Pourquoi j'écoute toutes sortes de musique à l'affût de l'étincelle qui me donne envie d'écrire ? D'écrire mon article quotidien, certes. Encore que je souhaiterais éviter qu'il se transforme en compilation de chroniques. Je ne suis pas journaliste. C'est une activité militante et solidaire. Écrire, pour moi, c'est d'abord composer. Tant de chemins inexplorés s'offrent encore à mon imagination. Et lorsque j'écris "composer" il s'agit d'abord de rêver à des futurs plus ou moins possibles, parce que j'aime me jeter dans le son comme un plongeur du haut de la plus haute falaise.

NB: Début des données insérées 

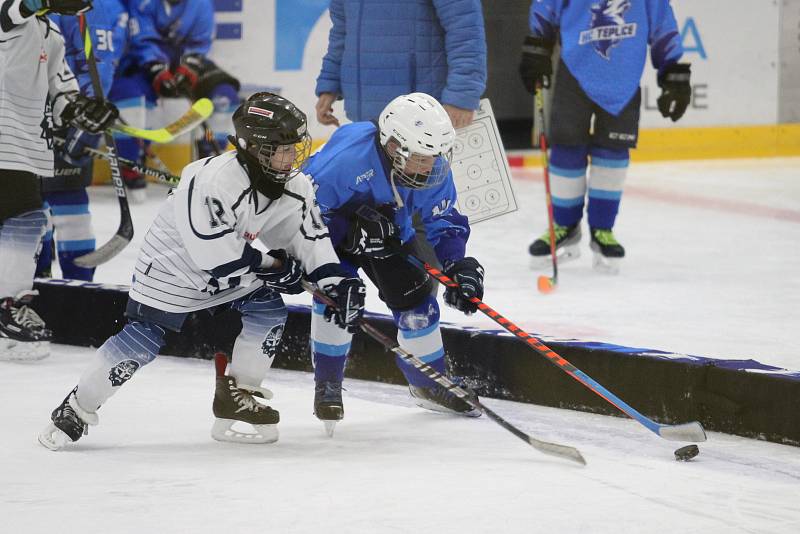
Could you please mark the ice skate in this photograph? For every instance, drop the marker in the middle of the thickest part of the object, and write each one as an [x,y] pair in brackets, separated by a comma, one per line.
[438,399]
[238,404]
[23,334]
[328,406]
[68,423]
[567,241]
[608,253]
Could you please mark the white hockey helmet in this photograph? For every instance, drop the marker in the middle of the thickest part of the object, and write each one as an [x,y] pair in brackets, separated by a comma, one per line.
[421,137]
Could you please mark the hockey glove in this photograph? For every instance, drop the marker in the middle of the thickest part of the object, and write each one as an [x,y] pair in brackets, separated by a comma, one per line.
[287,277]
[375,238]
[162,80]
[676,91]
[73,151]
[468,274]
[187,72]
[349,295]
[64,7]
[91,114]
[536,67]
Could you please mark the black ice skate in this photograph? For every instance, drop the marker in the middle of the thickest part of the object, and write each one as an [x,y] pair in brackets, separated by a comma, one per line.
[438,399]
[328,406]
[607,251]
[567,240]
[23,334]
[68,423]
[234,403]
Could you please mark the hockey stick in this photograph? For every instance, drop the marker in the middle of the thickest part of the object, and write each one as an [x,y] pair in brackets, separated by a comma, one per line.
[552,449]
[125,231]
[160,175]
[199,112]
[544,283]
[685,432]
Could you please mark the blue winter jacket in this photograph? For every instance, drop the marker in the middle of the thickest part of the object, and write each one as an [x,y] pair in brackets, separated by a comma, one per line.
[380,49]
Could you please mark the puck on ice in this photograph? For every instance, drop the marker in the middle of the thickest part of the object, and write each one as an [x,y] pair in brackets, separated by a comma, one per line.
[684,454]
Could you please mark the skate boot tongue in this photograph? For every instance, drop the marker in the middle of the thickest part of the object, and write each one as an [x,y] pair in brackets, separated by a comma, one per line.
[234,404]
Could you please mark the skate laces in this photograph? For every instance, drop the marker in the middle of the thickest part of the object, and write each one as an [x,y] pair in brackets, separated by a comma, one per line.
[245,400]
[605,237]
[25,316]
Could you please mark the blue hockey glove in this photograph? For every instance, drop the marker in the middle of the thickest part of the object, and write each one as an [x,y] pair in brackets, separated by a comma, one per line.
[468,274]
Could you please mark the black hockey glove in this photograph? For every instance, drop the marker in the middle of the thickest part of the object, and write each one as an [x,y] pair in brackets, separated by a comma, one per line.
[375,238]
[91,114]
[287,277]
[349,295]
[676,91]
[468,274]
[64,7]
[162,80]
[76,141]
[536,67]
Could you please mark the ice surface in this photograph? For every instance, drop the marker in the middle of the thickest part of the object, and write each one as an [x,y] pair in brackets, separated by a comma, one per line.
[151,466]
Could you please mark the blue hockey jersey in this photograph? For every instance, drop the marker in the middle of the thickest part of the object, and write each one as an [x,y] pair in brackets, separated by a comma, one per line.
[604,42]
[108,22]
[352,170]
[162,32]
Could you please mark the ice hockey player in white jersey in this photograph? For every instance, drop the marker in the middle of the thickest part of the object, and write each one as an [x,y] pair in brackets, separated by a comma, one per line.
[197,255]
[33,67]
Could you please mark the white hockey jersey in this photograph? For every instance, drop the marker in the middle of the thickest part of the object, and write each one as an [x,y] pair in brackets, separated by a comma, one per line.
[32,66]
[197,252]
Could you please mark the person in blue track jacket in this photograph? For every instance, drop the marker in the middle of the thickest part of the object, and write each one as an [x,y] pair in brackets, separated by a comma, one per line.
[65,193]
[392,169]
[167,58]
[378,50]
[595,109]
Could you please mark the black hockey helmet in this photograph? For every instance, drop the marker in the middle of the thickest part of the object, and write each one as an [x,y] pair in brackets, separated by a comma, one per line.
[267,126]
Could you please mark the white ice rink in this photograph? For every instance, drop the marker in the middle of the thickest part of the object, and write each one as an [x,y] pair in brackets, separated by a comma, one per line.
[712,270]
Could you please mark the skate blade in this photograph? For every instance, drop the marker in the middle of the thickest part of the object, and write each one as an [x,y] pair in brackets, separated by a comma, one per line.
[563,255]
[53,438]
[606,265]
[23,351]
[223,431]
[330,427]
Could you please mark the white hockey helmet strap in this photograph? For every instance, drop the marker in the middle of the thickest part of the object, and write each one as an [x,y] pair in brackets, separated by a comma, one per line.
[420,126]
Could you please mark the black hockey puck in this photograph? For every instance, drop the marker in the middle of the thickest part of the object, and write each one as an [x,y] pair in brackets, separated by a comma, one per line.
[684,454]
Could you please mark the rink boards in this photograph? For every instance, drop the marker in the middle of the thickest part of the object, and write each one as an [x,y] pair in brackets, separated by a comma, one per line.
[741,397]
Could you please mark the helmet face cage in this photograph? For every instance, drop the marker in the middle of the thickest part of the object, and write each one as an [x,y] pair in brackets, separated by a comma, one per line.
[419,171]
[277,166]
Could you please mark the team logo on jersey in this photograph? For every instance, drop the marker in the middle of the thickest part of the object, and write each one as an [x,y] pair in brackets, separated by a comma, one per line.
[260,111]
[608,27]
[272,339]
[122,372]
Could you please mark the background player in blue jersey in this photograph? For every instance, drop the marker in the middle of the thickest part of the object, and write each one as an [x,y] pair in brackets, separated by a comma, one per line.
[169,42]
[595,109]
[399,167]
[65,193]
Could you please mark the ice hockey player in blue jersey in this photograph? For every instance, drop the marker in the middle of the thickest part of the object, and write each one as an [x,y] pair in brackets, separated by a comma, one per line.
[167,58]
[197,257]
[595,109]
[65,193]
[398,166]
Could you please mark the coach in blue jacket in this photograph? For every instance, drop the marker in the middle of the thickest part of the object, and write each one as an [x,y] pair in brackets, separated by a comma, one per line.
[379,49]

La dernière fois que j'ai voulu faire le jeune, je me suis néanmoins démis l'épaule ! Compositions instantanées et préalables se revoient la balle. J'enregistre régulièrement des albums avec des improvisateurs et des improvisatrices, sorte de laboratoire où retrouver la passion et l'innocence des premiers temps. Mais dans quelle direction se tourner quand on a l'impression d'avoir tout goûté, du rock aux musiques les plus contemporaines en passant par la chanson, l'orchestre symphonique, le théâtre musical, le jazz, l'improvisation libre, le ciné-concert, les lectures de texte et l'opéra, avec des centaines de camarades, avec des robots, avec mes machines ? Et chaque fois, à mon grand dam, les copains de s'esclaffer «ah, c 'est bien toi !», alors que je cherche sans cesse à me renouveler. C'est pareil pour le blog que je poste quotidiennement sur drame.org et Mediapart. Comment ne pas me répéter après 4243 articles ? J'oublie tout. Le blog me sert de mémoire. Je repars à zéro chaque matin, comme dans le film Un jour sans fin (Groundhog Day), sauf que je rêve que ma journée soit chaque fois différente et que je m'endorme en ayant appris quelque chose...


Tout ce préambule pour en arriver au groupe Boucan. Leur album Déborder est un condensé de rock en colère où la mort rôde en vain dans les mots face à la musique explosant de vitalité. Ils sont trois, c'est souvent un bon nombre pour écrire ensemble. Le contrebassiste Mathias Imbert (ex Imbert Imbert), le guitariste et banjoïste Brunoï Zarn, le trompettiste Piero Pepin s'en donnent à cœur joie pour dynamiter leurs bases. Ils ont fait appel à John Parish, collaborateur de PJ Harvey, pour enregistrer et mixer ce disque qui me donne envie de revenir au rock après mes récentes incartades avec les New-Yorkais de Controlled Bleeding.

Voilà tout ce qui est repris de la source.